Unsupervised Exoplanet Detection using Deep Learning
Introduction
I was very fortunate to explore ASTR 596 (AI in Astronomy) at UIUC in Spring 2019. I understood that machine learning can teach us a lot in scientific domains such as Physics and Astronomy when the problem is well structured.
The intent of this project is to continue my efforts in improving the unsupervised deep learning pipeline for exoplanet detection.
Motivation to continue
Geocentric model was proposed by Ptolemy. Astonomical predictions of this model were used for over 1500 years. Heliocentric model came into picture in the late 16th century. But the biggest breakthrough came Newton’s laws met Tycho Brahe’s observations - when models were built to explain the orbits of planets, asteroids, comets, etc. and predictions were made, which were later confirmed (with negligible differences) through observations.
Models form an important component of Physics and Astronomy. The ultimate objective of a scientist is to build a model that allows causal inference. If the importance for accuracy outweighs the need for a rational explanation of the predictions, the machine learning approach is short sighted. This is because (accurate) pattern identification without (scientific / logical / causal) reasoning does not provide a reasonable forecast. The application of such an approach is limited to computational models that are based on estimates of some form correlation - not causation.
Personal note
Currently reasoning is a very difficult task for AI. As a result, I’m not sure whether the long term goal of this project will be met, but I will keep trying.
State at the end of STAT 430 and ASTR 596
At the end of STAT 430 (Data Science Programming Methods) and ASTR 596 (AI in Astronomy), this repository had:
- Code to download a subset of 3050 light curves out of 7491 light curves in Kepler_KOI_DV_wget.bat
- Preprocessing: Filling up missing values using Stineman interpolation. The interpolation method is fixed and ‘anomalies’ in interpolated values are not treated.
- Modeling: Builds LSTM autoencoder with fixed hyperparameters.

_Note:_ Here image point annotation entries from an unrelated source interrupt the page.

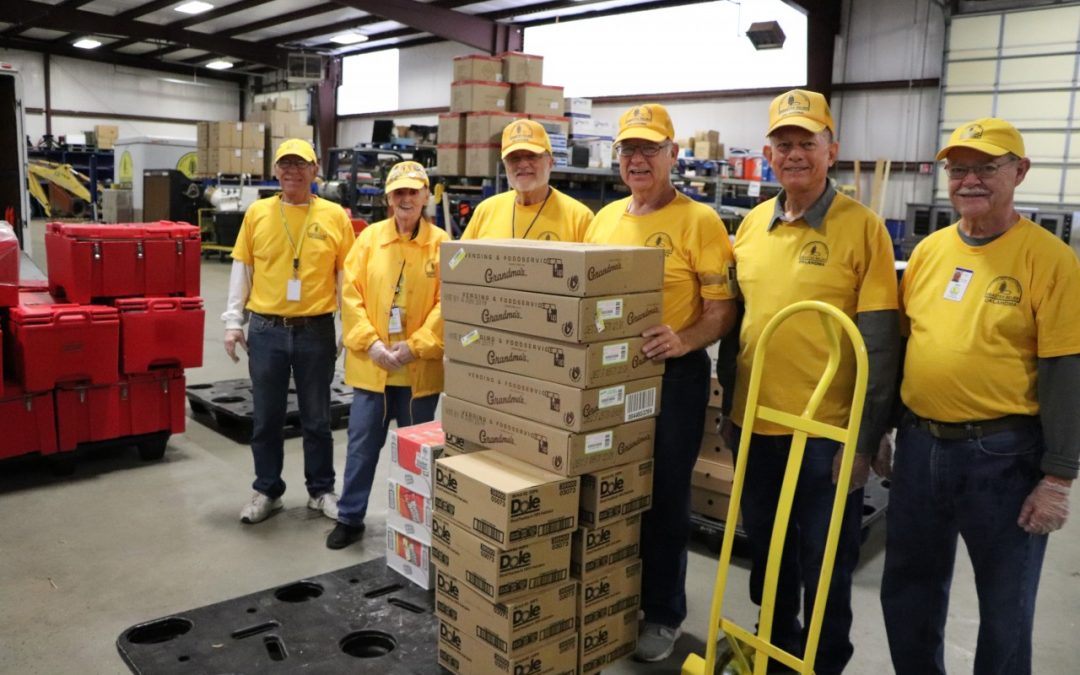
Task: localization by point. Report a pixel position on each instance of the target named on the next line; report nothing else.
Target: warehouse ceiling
(258, 37)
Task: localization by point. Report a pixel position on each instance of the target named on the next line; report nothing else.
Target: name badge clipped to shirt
(293, 291)
(395, 320)
(958, 285)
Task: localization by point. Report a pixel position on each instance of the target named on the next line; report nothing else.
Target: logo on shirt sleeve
(1003, 291)
(814, 253)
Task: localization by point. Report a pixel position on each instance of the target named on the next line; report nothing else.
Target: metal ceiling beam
(28, 12)
(475, 31)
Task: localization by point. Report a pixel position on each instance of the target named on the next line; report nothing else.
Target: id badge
(293, 291)
(395, 320)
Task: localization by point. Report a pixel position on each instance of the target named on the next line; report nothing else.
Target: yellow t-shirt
(264, 243)
(562, 219)
(847, 262)
(697, 252)
(981, 316)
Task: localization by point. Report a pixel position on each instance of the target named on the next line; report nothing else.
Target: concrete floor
(121, 541)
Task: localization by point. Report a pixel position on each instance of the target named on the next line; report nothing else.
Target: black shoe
(343, 535)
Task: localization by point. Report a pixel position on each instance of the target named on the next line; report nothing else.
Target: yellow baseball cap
(406, 175)
(989, 135)
(299, 147)
(800, 108)
(649, 122)
(525, 135)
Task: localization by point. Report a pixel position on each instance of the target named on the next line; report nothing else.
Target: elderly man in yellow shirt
(531, 208)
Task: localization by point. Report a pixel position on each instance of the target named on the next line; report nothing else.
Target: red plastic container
(28, 421)
(159, 333)
(90, 261)
(138, 404)
(52, 343)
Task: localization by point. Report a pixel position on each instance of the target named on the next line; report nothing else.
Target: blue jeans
(804, 545)
(975, 489)
(665, 528)
(368, 422)
(307, 353)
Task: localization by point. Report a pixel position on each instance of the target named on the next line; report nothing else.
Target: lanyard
(513, 217)
(284, 224)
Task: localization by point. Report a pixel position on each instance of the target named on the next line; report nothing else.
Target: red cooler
(122, 260)
(160, 333)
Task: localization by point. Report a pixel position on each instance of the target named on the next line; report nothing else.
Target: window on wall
(680, 49)
(368, 83)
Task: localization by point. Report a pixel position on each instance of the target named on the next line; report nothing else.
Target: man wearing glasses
(532, 208)
(285, 283)
(809, 243)
(989, 439)
(698, 309)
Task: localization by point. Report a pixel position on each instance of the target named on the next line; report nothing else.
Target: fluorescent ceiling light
(196, 7)
(349, 38)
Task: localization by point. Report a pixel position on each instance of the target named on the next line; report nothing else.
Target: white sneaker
(259, 509)
(325, 502)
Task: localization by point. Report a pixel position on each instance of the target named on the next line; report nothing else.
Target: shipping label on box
(553, 316)
(598, 364)
(503, 500)
(557, 405)
(553, 449)
(461, 653)
(512, 626)
(605, 547)
(559, 268)
(606, 642)
(409, 557)
(617, 493)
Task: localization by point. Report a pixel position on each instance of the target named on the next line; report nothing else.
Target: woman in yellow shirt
(392, 328)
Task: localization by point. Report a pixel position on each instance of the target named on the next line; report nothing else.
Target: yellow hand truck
(745, 646)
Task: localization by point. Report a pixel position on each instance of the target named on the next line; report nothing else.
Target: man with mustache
(532, 210)
(989, 437)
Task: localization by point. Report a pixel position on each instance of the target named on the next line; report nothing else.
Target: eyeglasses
(959, 172)
(646, 150)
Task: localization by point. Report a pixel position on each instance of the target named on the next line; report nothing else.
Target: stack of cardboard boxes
(487, 94)
(545, 367)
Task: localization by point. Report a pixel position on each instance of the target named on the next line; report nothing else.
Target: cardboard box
(615, 494)
(464, 655)
(413, 454)
(559, 268)
(481, 160)
(495, 574)
(557, 405)
(534, 98)
(553, 316)
(486, 127)
(450, 160)
(477, 67)
(503, 500)
(553, 449)
(597, 364)
(408, 512)
(606, 642)
(409, 558)
(510, 628)
(609, 592)
(478, 95)
(451, 129)
(518, 67)
(605, 547)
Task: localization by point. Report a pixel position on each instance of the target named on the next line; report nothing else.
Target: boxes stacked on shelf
(544, 366)
(99, 354)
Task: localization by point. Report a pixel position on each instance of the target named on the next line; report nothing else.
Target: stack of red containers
(99, 355)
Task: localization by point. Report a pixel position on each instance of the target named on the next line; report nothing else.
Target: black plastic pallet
(227, 406)
(361, 619)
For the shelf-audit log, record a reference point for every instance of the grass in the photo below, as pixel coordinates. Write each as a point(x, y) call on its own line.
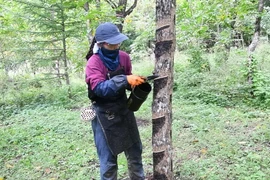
point(214, 137)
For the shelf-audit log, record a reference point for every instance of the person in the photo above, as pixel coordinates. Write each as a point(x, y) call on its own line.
point(108, 76)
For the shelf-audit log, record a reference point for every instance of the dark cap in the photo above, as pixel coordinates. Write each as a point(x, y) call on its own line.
point(109, 33)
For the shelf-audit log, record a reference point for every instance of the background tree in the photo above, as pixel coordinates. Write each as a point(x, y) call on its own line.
point(163, 86)
point(122, 10)
point(254, 43)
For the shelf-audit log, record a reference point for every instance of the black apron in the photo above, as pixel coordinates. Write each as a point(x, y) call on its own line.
point(117, 121)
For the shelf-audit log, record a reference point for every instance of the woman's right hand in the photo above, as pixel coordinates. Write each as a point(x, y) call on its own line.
point(135, 80)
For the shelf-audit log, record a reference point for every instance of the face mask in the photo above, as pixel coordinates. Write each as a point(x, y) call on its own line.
point(112, 54)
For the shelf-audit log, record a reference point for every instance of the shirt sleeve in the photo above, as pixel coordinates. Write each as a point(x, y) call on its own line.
point(96, 77)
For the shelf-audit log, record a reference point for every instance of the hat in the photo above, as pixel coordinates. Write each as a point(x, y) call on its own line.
point(109, 33)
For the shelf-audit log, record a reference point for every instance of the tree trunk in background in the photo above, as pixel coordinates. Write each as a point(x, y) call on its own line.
point(254, 43)
point(121, 10)
point(64, 37)
point(162, 92)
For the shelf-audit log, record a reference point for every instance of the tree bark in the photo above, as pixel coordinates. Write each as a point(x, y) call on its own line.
point(162, 91)
point(121, 10)
point(255, 41)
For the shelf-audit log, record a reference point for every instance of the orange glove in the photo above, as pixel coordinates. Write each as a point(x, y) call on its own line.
point(134, 80)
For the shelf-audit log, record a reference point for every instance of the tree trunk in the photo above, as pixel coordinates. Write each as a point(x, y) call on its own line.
point(254, 43)
point(162, 92)
point(121, 10)
point(66, 74)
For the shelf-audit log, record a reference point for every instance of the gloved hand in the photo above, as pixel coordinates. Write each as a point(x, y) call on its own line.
point(135, 80)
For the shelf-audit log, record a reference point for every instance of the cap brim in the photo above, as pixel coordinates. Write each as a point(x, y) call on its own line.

- Postprocessing: Since large number of anomalies were identified using LSTM autoencoder, phase folding was applied to filter the anomalies and consider only the anomalies that fit the period
- Code main.R to invoke the whole pipeline. It is wrapped using docopt, so it can be executed directly using command line
There were several constraints during the execution of the project: in terms of resources and portability. Therefore, the code was tested only on 36 light curves. Manual observation of the light curves showed that the model had a good recall - it detected all exoplanet transits, but it had poor precision - there were many periodic false detections.
Areas covered (Updated 2019/06/05)
- Shiny dashboard: application link.
- SQLite database containing start and end indices of identified transits, user base with hashed password.
- Image caching removed; images are generated on-the-fly from raw data and indices.
- Customize button: creates a user-specific copy of the indices (blank by default). Editing option has not been added.
- Reset button: removes user-specific copy and uses default model based indices.
Areas to focus
- Implement astronomy based ideas to filter out false detections - eg: remove detections above the mean.
- User access control.
Soon (Updated 2019/06/05)
- Create a platform indepdent package in R that can run automatically.
- Bandit algorithm to provide visibility on quality of users and tags to refine the crowdsourcing.
- Figure out reticulate issue in deployment of application on shinyapps.io.
Maybe later (Updated 2019/05/07)
- Hyperparameter turning.
- Download whole bulk data.
- Crowdsource the manual tagging of identified candidates.
Long term goal (2019/05/07 - needs no update)
- Build a platform that can identify patterns (exoplanets) and reason why those detections are true.
- Slowly improve the accuracy of detection.
- Apply unsupervised learning to other problems in Astronomy and try to reason why things are the way they are.
Contributing
- Currently this idea is freely available to everyone! I want to make this big - not for my personal benefit, but for the benefit of the whole community of deep learning and astronomy enthusiasts.